Lost Rivers Medical Center Chief of Staff Danny Spencer said no one alive today has experienced anything like the novel coronavirus, but if people remain calm and follow basic rules, the virus will loosen its grip on Idaho.
“Try to minimize the anxiety,” Dr. Spencer said. “Don’t panic, practice good hygiene and if you’re sick, don’t go anywhere except to a doctor.”
Spencer said rural areas like Custer and Butte counties are fairly isolated from coronavirus hot spots. People tend not to travel out of their home areas here, Dr. Spencer said, so people from Challis, Mackay and Arco are less likely to come into contact with the virus.
“I don’t think the panic is here yet,” he said about Arco, where Lost Rivers hospital and clinic are located. “We don’t see a lot of people coming from high-risk areas.”
If the worst does occur and the coronavirus is confirmed in either Custer or Butte county, Dr. Spencer said Lost Rivers is prepared. To them it’s the same job, different virus.
“It’s just like the flu,” he said. “Same rules apply.”
Dr. Spencer said the policy at Lost Rivers for testing for the virus first begins by eliminating all other possible illnesses. Because supplies for handling the coronavirus are severely limited in rural Idaho, doctors and nurses need to be sure what’s ailing a person before dedicating resources to coronavirus.
If they do find a patient with the virus, Dr. Spencer said Lost Rivers personnel will inform the Centers for Disease Control and Prevention and send the patient to a larger, more equipped medical facility for treatment.
“Just like we’ve always had to,” he said.
However, once that patient is sent to a larger hospital, they face a slew of other issues, according to Dr. Spencer. Testing kits that confirm the coronavirus are limited in Idaho. Supplied by the federal government and the Idaho Department of Health and Welfare, it’s been a struggle to get those kits into the hands of Idaho doctors.
Spencer isn’t sure how many test kits are in Idaho, but he knows it’s not enough. More kits have been promised, but he doesn’t know when they will arrive.
People who are considering traveling to be tested in a bigger city where medical facilities may have more test kits available should reconsider, Dr. Spencer said. Traveling in and out of areas where the coronavirus has been confirmed, such as Ada and Twin Falls counties, could spread the illness.
Dr. Spencer said it is up to everyone to fight the spread of coronavirus. People can go about their daily lives, but they need to take commonsense measures such as social distancing. That means staying six feet apart and avoiding rooms with more than 10 people. The guidelines were implemented by the Centers for Disease Control and Prevention and Dr. Spencer agrees with them.
The coronavirus is highly contagious, he said, three times more infectious than influenza. So people need to take hygiene recommendations seriously and regularly wash their hands, disinfect items they’ve touched and maintain social distance. Through these practices Dr. Spencer said the virus will eventually level out.
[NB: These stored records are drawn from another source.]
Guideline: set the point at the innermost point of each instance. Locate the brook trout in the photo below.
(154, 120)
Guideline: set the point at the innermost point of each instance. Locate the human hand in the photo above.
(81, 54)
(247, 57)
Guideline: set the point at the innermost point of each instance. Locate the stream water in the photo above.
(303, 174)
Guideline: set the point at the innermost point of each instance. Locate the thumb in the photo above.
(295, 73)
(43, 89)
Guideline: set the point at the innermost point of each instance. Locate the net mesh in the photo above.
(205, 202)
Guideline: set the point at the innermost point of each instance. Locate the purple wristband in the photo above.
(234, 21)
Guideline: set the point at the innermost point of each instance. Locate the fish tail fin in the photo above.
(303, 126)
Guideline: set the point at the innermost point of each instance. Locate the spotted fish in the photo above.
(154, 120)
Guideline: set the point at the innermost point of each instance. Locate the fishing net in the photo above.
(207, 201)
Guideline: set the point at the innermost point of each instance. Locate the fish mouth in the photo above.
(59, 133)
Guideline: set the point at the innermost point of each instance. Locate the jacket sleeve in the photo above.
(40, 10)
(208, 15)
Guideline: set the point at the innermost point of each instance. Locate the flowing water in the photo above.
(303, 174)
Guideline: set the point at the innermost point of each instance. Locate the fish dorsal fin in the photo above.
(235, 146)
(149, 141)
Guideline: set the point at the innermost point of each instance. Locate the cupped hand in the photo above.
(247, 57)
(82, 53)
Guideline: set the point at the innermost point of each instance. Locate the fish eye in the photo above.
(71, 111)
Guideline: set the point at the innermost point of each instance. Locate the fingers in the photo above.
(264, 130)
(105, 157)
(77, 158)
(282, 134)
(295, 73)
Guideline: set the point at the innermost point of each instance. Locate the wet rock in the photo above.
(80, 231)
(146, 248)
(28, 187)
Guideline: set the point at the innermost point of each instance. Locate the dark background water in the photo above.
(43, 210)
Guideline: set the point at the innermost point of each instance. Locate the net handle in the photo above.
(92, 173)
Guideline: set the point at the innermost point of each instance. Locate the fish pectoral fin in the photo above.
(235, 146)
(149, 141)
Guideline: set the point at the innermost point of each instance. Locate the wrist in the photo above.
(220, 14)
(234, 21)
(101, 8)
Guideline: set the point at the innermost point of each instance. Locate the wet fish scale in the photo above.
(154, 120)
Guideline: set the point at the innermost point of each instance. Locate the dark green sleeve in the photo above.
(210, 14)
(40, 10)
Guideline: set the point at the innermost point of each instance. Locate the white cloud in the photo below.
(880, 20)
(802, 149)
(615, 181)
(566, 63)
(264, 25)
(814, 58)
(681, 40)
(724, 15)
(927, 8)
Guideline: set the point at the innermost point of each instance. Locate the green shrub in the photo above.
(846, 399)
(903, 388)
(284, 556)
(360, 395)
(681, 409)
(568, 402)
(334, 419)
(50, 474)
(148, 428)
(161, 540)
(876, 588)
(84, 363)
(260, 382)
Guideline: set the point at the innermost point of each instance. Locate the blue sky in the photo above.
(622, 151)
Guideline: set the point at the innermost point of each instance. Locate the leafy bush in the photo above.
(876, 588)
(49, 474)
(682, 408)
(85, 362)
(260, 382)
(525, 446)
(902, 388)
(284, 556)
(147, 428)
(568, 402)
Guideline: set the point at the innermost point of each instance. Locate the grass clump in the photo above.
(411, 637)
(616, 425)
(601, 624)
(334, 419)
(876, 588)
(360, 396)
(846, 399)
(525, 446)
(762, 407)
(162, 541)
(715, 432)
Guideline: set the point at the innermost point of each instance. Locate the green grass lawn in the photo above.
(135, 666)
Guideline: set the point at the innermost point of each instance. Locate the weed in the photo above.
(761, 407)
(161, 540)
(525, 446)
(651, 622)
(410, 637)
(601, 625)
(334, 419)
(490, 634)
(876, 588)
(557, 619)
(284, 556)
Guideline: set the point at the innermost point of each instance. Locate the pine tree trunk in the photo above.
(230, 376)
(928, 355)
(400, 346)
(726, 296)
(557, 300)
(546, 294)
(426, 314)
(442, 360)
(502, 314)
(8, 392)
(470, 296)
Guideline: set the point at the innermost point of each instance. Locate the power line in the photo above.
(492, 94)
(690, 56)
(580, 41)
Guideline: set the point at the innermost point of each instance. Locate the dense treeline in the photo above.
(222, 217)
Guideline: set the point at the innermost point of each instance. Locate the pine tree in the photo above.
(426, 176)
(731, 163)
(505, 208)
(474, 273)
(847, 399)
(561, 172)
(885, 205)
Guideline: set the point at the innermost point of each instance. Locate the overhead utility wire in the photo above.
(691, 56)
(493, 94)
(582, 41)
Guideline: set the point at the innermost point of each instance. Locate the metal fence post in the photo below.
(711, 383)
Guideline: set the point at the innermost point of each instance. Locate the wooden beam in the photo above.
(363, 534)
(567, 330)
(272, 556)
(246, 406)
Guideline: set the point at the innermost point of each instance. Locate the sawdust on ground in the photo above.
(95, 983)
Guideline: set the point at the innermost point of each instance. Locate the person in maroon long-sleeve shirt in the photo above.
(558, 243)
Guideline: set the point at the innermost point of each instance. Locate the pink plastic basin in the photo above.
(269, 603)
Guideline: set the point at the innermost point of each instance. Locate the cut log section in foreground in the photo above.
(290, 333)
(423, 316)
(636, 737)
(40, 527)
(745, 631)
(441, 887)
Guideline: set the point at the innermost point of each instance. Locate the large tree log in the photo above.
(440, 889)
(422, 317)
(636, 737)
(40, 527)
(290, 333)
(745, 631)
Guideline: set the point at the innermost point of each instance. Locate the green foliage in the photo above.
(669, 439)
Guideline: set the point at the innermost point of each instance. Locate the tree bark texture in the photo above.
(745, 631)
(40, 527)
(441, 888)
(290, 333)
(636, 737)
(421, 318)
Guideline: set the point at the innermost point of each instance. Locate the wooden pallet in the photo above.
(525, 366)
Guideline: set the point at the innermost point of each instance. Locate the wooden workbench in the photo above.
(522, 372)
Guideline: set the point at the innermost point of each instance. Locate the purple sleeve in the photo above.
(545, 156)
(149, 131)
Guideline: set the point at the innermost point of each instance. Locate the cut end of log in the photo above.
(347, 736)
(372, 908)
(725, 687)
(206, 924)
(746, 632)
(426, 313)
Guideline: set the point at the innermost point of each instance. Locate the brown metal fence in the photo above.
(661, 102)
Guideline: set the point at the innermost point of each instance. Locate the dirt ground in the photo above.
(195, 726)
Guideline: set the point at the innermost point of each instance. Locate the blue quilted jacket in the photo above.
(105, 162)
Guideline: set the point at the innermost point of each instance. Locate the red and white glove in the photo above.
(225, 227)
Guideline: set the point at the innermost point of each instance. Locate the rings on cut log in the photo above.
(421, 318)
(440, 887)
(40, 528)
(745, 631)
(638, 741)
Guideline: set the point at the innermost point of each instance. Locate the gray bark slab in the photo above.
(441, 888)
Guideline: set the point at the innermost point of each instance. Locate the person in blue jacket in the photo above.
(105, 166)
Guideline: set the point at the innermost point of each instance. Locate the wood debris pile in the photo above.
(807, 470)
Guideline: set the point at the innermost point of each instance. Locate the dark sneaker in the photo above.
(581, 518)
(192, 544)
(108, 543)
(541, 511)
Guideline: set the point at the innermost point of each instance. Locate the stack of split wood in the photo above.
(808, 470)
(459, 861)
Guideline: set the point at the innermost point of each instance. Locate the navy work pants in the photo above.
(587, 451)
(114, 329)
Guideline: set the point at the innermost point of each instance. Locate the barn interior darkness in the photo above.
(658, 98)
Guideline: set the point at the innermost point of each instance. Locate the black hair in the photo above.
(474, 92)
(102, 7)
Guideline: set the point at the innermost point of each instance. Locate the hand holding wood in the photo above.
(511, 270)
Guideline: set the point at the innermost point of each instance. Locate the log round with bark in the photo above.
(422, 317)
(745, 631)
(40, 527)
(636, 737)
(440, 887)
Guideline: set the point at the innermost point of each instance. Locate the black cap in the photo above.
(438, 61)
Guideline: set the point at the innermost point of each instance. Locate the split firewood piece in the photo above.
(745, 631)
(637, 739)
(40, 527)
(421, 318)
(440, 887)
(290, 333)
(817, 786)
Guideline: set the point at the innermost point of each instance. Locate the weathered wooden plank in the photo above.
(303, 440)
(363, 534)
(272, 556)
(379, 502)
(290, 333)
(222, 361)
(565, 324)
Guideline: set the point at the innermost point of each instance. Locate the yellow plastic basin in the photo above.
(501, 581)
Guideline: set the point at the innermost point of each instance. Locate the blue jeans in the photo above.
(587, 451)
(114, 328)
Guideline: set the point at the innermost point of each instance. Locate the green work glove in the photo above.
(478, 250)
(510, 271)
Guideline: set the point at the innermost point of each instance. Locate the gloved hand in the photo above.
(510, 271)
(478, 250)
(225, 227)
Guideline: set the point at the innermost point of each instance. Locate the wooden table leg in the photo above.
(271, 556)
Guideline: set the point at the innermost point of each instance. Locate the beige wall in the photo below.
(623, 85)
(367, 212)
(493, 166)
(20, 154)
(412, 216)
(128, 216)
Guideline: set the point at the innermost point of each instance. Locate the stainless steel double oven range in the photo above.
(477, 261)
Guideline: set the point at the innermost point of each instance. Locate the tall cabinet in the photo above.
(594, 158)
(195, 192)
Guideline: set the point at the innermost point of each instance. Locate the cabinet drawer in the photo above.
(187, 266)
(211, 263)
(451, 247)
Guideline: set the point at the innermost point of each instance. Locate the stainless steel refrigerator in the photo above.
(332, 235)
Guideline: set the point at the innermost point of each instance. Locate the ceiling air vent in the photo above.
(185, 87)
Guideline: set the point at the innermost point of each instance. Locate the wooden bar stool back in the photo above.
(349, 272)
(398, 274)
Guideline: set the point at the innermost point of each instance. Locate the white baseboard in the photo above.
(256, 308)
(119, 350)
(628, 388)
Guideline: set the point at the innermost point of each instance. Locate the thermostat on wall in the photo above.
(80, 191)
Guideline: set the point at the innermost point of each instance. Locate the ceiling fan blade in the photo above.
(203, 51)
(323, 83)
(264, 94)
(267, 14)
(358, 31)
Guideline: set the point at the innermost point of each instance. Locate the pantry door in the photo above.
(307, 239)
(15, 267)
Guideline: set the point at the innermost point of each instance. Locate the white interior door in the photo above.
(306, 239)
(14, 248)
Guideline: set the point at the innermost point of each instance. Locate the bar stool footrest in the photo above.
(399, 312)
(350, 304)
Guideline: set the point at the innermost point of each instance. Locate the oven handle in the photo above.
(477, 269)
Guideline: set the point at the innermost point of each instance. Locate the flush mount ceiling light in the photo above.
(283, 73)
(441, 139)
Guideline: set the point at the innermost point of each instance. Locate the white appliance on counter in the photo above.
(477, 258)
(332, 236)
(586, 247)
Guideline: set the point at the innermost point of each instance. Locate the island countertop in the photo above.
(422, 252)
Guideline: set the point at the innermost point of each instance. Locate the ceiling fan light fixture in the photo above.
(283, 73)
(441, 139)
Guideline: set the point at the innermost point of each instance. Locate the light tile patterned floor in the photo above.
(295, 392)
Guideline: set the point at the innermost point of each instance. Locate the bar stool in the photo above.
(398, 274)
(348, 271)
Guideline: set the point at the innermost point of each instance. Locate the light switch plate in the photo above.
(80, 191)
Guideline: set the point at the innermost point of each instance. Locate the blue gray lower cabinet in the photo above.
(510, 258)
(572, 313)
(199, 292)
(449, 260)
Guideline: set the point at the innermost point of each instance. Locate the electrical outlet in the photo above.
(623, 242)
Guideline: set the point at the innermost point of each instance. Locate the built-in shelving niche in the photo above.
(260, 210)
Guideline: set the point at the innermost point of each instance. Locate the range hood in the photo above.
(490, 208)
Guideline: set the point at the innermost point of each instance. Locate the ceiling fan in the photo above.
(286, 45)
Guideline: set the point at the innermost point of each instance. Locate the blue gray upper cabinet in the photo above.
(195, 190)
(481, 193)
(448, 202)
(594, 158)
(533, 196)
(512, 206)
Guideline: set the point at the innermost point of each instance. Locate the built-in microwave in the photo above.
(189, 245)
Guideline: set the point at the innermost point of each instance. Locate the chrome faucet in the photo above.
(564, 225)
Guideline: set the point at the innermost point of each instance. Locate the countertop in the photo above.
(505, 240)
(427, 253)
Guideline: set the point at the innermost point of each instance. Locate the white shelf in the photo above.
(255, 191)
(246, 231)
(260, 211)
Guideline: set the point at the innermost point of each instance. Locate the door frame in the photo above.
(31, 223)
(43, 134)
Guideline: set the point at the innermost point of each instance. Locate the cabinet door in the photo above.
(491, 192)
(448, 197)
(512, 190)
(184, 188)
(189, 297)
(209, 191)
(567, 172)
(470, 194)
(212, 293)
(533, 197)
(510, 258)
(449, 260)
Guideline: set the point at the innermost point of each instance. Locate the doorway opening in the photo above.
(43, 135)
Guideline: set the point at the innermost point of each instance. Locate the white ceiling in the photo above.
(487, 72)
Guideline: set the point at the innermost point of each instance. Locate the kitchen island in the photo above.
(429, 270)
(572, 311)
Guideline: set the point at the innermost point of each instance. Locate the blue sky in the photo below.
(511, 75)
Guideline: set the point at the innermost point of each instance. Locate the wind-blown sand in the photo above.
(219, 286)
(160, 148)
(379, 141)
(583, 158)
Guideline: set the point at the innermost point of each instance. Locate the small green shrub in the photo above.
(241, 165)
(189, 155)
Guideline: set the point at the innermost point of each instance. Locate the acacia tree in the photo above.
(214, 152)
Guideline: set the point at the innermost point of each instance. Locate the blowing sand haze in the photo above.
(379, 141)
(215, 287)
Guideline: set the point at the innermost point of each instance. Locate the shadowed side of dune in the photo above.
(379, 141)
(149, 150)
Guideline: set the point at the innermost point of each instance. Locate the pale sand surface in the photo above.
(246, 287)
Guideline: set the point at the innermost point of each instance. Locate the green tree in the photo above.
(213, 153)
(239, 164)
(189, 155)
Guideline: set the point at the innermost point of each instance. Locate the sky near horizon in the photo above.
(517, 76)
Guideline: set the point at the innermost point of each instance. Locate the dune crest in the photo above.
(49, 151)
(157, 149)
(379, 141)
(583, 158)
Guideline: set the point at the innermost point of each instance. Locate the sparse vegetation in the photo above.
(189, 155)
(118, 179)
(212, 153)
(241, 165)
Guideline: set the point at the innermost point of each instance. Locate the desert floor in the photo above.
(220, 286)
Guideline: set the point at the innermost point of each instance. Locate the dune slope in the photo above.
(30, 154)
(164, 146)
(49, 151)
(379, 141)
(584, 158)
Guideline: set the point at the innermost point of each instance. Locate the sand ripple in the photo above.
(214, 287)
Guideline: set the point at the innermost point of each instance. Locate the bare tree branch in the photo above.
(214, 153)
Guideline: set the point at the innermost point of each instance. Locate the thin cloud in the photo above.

He believes the biggest damage caused by the virus in rural areas like Custer and Butte counties will be to people’s minds. Fear is the real enemy. The response to the coronavirus is similar to how people allowed their fears to get the best of them with West Nile virus.
“People thought mosquitoes would be the end of the world, but they weren’t,” he said. “This is going to pass soon. Be patient, we’re here if you need us, and as a community, things are going to be OK.”